I propose a simple plan:

  • Big AI companies should be allowed to build AI as fast and aggressively as they can – but not allowed to achieve regulatory capture, not allowed to establish a government-protect cartel that is insulated from market competition due to incorrect claims of AI risk. This will maximize the technological and societal payoff from the amazing capabilities of these companies, which are jewels of modern capitalism.

  • Startup AI companies should be allowed to build AI as fast and aggressively as they can. They should neither confront government-granted protection of big companies, nor should they receive government assistance. They should simply be allowed to compete. If and as startups don’t succeed, their presence in the market will also continuously motivate big companies to be their best – our economies and societies win either way.

  • Open source AI should be allowed to freely proliferate and compete with both big AI companies and startups. There should be no regulatory barriers to open source whatsoever. Even when open source does not beat companies, its widespread availability is a boon to students all over the world who want to learn how to build and use AI to become part of the technological future, and will ensure that AI is available to everyone who can benefit from it no matter who they are or how much money they have.

  • To offset the risk of bad people doing bad things with AI, governments working in partnership with the private sector should vigorously engage in each area of potential risk to use AI to maximize society’s defensive capabilities. This shouldn’t be limited to AI-enabled risks but also more general problems such as malnutrition, disease, and climate. AI can be an incredibly powerful tool for solving problems, and we should embrace it as such.

  • To prevent the risk of China achieving global AI dominance, we should use the full power of our private sector, our scientific establishment, and our governments in concert to drive American and Western AI to absolute global dominance, including ultimately inside China itself. We win, they lose.

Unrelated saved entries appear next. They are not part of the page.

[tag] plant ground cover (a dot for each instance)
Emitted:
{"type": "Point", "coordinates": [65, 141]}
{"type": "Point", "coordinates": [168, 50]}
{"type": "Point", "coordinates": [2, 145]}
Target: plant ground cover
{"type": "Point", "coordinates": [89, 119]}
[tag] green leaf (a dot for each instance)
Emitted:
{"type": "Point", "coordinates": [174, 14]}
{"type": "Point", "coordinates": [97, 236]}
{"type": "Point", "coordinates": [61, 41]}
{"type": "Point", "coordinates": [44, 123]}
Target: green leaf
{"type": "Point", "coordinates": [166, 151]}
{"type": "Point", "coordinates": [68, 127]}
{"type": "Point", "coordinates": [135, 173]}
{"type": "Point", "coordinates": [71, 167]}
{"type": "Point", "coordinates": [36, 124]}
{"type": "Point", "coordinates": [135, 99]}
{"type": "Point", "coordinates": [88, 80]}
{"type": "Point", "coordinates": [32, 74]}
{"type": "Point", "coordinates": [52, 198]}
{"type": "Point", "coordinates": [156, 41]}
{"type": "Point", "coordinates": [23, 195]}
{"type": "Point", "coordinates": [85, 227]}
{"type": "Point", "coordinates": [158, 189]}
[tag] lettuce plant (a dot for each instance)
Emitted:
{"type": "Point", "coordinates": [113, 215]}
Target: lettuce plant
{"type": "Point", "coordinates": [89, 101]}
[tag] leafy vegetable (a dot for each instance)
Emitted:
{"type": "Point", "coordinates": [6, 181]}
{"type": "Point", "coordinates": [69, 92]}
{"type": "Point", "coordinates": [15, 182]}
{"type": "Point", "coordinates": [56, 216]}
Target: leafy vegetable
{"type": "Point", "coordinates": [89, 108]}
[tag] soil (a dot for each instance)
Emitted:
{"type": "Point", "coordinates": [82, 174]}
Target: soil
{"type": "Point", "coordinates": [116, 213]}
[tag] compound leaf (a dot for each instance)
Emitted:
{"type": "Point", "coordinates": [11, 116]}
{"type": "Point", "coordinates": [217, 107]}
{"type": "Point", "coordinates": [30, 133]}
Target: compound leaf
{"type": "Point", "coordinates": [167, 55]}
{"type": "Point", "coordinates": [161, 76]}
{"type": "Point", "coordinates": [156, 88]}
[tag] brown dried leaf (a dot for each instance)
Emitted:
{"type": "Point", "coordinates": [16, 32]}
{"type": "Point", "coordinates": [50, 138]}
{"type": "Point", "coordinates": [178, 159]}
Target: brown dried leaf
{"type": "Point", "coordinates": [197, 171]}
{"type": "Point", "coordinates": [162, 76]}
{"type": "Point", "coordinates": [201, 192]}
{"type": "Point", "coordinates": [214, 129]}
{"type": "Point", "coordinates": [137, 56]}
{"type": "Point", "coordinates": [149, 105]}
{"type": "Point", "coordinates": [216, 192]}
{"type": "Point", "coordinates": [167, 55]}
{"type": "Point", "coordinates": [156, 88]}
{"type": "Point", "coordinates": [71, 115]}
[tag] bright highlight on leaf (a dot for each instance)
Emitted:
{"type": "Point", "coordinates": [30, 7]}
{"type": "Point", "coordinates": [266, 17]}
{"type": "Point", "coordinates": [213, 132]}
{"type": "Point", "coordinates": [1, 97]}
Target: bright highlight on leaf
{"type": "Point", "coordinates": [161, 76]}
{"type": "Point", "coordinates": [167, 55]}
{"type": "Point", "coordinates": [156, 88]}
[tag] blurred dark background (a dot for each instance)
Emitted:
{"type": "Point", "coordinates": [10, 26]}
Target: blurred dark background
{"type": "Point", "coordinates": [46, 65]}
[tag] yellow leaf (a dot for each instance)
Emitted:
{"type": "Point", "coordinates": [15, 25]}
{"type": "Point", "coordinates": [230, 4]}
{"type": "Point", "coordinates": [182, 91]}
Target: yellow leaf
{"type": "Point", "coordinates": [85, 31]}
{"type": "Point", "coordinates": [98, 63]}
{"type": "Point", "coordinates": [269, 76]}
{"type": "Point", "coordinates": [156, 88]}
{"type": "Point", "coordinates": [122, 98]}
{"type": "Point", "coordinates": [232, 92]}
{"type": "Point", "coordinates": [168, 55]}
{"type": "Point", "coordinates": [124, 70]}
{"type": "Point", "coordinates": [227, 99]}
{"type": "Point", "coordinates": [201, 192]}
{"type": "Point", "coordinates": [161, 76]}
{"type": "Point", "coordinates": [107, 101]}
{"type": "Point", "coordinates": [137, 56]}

And that is how we use AI to save the world.

It’s time to build.

Legends and Heroes

I close with two simple statements.

The development of AI started in the 1940’s, simultaneous with the invention of the computer. The first scientific paper on neural networks – the architecture of the AI we have today – was published in 1943. Entire generations of AI scientists over the last 80 years were born, went to school, worked, and in many cases passed away without seeing the payoff that we are receiving now. They are legends, every one.

Today, growing legions of engineers – many of whom are young and may have had grandparents or even great-grandparents involved in the creation of the ideas behind AI – are working to make AI a reality, against a wall of fear-mongering and doomerism that is attempting to paint them as reckless villains. I do not believe they are reckless or villains. They are heroes, every one. My firm and I are thrilled to back as many of them as we can, and we will stand alongside them and their work 100%.